Sometimes a great movie can have a shitty theme song, and sometimes a shitty movie can have a great theme song. But sometimes a great movie can have a great theme song. Back To The Future is one such movie, and "The Power of Love" is one such theme song.
From the very opening two-chord synth blast, the tune jumps out of the speakers stronger and harder than a bad girl's dream (and that's pretty damn strong). The verse melody has sort of a smoky, low-key vibe, with a touch of bluesy weariness (I wonder if that's Chuck Berry's cousin Marvin playing the snaky guitar solo?), which is what makes that switch into the major key of the chorus so inspiring; the verse suggests that the song is going to be a downer, but then the chorus hits you with the force of 10,000 gigawatts. Personally, I'm more familiar with the power of love to make a man weep rather than sing, but when Huey belts out, "Don't need money/Don't take fame/Don't need no credit card to ride this train," I feel like I could punch a thousand Biff Tannens in the face a thousand times.

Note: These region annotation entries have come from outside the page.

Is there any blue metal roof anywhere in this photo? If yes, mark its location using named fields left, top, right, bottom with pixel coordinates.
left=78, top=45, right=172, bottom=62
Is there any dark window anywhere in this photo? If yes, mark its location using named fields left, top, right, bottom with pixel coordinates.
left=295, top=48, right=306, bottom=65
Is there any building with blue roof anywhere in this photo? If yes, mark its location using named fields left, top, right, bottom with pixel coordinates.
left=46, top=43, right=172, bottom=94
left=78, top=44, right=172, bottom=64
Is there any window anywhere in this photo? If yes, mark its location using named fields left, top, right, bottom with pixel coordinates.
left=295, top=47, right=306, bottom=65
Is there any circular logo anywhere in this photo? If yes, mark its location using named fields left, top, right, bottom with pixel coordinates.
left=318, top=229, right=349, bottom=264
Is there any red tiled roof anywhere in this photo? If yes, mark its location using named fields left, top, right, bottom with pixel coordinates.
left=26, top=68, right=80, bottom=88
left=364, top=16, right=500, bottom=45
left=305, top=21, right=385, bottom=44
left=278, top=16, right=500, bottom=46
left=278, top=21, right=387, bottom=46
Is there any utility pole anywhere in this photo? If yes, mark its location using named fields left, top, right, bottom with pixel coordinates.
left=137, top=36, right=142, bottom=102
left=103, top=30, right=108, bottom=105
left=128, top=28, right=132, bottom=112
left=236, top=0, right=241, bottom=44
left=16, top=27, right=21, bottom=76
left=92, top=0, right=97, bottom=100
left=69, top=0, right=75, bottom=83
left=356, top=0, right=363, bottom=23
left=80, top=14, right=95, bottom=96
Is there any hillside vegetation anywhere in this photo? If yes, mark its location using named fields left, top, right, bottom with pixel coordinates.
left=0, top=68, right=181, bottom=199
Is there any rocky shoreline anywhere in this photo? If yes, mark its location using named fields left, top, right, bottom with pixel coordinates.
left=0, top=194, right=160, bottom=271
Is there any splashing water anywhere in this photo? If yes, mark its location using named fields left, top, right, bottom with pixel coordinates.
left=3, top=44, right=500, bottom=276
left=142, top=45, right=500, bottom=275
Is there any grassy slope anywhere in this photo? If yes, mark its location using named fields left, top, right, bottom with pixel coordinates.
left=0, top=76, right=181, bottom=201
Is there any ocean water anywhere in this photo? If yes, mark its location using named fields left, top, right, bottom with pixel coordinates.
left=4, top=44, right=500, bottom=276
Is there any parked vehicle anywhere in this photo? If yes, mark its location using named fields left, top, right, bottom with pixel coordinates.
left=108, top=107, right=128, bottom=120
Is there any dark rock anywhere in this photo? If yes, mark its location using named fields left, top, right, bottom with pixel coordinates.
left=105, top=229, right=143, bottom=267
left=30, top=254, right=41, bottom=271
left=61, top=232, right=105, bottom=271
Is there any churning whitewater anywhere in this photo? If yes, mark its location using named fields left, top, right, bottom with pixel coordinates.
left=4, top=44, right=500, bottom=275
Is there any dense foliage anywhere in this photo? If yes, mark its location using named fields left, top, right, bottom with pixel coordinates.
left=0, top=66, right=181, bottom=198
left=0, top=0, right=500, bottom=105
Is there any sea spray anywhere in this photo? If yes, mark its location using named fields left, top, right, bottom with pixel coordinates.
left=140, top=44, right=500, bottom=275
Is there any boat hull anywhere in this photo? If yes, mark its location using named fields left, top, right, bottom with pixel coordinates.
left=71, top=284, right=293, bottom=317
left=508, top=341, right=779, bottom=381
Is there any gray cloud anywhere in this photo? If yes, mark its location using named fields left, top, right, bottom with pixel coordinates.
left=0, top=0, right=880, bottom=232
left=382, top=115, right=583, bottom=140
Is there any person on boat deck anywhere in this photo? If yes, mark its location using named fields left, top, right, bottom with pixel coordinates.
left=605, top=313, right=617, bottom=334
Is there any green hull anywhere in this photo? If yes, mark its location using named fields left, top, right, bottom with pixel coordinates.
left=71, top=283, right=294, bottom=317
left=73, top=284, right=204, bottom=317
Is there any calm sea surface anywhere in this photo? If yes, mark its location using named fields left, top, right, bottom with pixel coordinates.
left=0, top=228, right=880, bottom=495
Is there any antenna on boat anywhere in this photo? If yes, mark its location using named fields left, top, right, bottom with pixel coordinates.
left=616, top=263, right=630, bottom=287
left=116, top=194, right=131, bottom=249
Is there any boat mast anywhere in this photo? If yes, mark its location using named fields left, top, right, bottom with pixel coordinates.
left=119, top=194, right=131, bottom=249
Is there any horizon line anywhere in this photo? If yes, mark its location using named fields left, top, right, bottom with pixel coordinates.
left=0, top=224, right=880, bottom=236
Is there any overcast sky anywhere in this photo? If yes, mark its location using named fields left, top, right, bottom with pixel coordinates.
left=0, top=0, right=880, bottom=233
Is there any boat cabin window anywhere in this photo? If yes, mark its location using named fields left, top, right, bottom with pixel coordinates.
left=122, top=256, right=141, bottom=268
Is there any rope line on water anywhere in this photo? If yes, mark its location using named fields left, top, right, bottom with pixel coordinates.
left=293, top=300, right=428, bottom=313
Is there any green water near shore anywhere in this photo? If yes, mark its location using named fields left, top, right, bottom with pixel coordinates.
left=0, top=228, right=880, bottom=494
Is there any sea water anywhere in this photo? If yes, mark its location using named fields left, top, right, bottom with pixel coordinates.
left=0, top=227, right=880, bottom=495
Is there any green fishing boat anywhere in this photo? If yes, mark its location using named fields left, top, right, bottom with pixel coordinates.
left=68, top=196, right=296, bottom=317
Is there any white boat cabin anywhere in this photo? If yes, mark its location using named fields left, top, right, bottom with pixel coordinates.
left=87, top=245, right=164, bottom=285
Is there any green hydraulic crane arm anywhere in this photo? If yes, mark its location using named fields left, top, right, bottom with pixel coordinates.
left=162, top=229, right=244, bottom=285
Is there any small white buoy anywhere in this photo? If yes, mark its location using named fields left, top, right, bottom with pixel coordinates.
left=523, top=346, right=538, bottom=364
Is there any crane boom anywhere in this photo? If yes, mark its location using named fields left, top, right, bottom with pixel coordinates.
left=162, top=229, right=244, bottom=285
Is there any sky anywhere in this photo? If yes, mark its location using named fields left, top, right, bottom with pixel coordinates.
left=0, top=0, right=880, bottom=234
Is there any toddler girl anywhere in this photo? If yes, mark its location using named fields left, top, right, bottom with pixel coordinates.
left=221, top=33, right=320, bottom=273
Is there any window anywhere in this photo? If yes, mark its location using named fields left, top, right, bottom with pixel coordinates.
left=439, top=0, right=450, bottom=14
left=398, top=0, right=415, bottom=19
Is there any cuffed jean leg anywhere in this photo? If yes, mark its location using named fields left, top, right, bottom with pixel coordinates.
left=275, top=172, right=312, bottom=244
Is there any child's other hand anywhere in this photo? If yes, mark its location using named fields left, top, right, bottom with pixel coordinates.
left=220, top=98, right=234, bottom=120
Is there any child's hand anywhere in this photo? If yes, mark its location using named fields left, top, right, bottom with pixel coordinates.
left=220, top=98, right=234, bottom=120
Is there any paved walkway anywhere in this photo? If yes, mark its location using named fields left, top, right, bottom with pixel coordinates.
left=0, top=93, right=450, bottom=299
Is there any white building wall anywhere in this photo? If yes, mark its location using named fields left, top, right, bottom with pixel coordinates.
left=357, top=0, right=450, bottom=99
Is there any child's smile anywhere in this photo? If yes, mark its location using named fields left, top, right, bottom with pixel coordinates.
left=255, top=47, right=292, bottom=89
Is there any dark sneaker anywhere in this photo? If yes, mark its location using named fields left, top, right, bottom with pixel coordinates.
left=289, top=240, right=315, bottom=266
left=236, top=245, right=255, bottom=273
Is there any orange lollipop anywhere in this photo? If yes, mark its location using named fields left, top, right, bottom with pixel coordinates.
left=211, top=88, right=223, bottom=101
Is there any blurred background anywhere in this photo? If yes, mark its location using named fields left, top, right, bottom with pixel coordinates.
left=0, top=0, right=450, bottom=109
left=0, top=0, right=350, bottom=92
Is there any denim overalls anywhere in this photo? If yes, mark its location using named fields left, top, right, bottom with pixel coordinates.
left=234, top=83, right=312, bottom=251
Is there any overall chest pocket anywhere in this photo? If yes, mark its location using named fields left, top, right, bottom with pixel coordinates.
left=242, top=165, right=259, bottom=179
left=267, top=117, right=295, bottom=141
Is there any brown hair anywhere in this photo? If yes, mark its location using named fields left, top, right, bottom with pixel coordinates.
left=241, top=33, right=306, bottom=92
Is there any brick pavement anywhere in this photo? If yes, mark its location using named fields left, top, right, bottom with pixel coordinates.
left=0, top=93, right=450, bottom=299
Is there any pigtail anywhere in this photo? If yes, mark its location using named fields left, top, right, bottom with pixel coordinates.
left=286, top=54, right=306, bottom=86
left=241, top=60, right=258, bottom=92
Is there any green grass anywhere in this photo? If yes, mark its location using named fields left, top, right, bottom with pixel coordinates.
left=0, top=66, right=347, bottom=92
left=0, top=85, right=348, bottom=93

Well, it may take neither money nor fame to ride that proverbial train, but "The Power Of Love" certainly earned Huey Lewis and the News plenty of both; the song became their first US #1 hit, and their biggest UK hit at #9. The single was so killer that it probably would have become one of their biggest hits regardless, but I'm sure the extra Hollywood promotion didn't exactly hurt. So the perfect pairing of song and film was always going to be Huey Lewis' and Robert Zemeckis' density, right? That's what they've told you at any rate. The truth is more shocking. Incredibly, "The Power of Love" almost didn't get made. The Universal Studios PR department did its best to suppress the behind-the scenes drama, but in a rare interview for a Lithuanian radio program a couple of years ago, Zemeckis finally shared a surprising story:
Well, we were on the set one day, and I was fooling around with the DeLorean between takes, and suddenly the door slammed shut on me, all the lights and the electrodes started flickering, and ... it just took off. There was a blinding flash, and I finally got the car under control. When I stepped on the breaks and opened the door, you know, I couldn't believe it, but it was 1945! I tried to find Christopher Lloyd to maybe figure out how to get back to the set and finish the movie and everything, but everybody was looking at me funny and nobody took me seriously. I couldn't buy anything because they didn't think my '80s money was real. So I tried to rob a nice young lady, and it turns out that nice young lady was Huey Lewis' mom, and she was supposed to be robbed by Huey Lewis' dad just a couple of minutes later, because that's how they met. But it took me a little while to figure that out. I went back to the DeLorean to listen to "The Power of Love" on the cassette deck, but it started ... fading out, and sounding all distorted and drenched in static. The song was disappearing! I realized I had messed with the whole space-time continuum! So finally I had to hunt down Christopher Lloyd, who was only 7 years old, but I convinced him that I was really from the future, and we hatched a zany plan to get Huey Lewis' mom and dad back together, and then I played this really far-out version of "My Ding-A-Ling" at the school dance, and everything worked out OK. But yeah, we almost didn't get the song in the movie."Great scott!
4 comments:
I have to say that I've never seen that long introduction to the music video.
Never, ever? Didn't Michael Jackson have at least five videos like that?
And of course it's totally worth the wait because it all leads up to an incredible clip of ... Huey Lewis and the News performing in some bar.
I meant I had never seen the long intro to this video, I think Michael takes the cake on long music video intros, though the full intro to Puff Daddy/Notorious BIGs 'Victory' is pretty good too - Danny Devito, Dennis Hopper! All of Puff's pals!
And Busta Rhymes! Needs more helicopters though. And more motorcycles. I'm guessing Biggie wasn't even alive by this point?
It says something about my high opinion of your grammar that I thought you were trying to write "I've never seen that long OF AN introduction to the music video" and you'd simply left out "of an." You're better than I thought!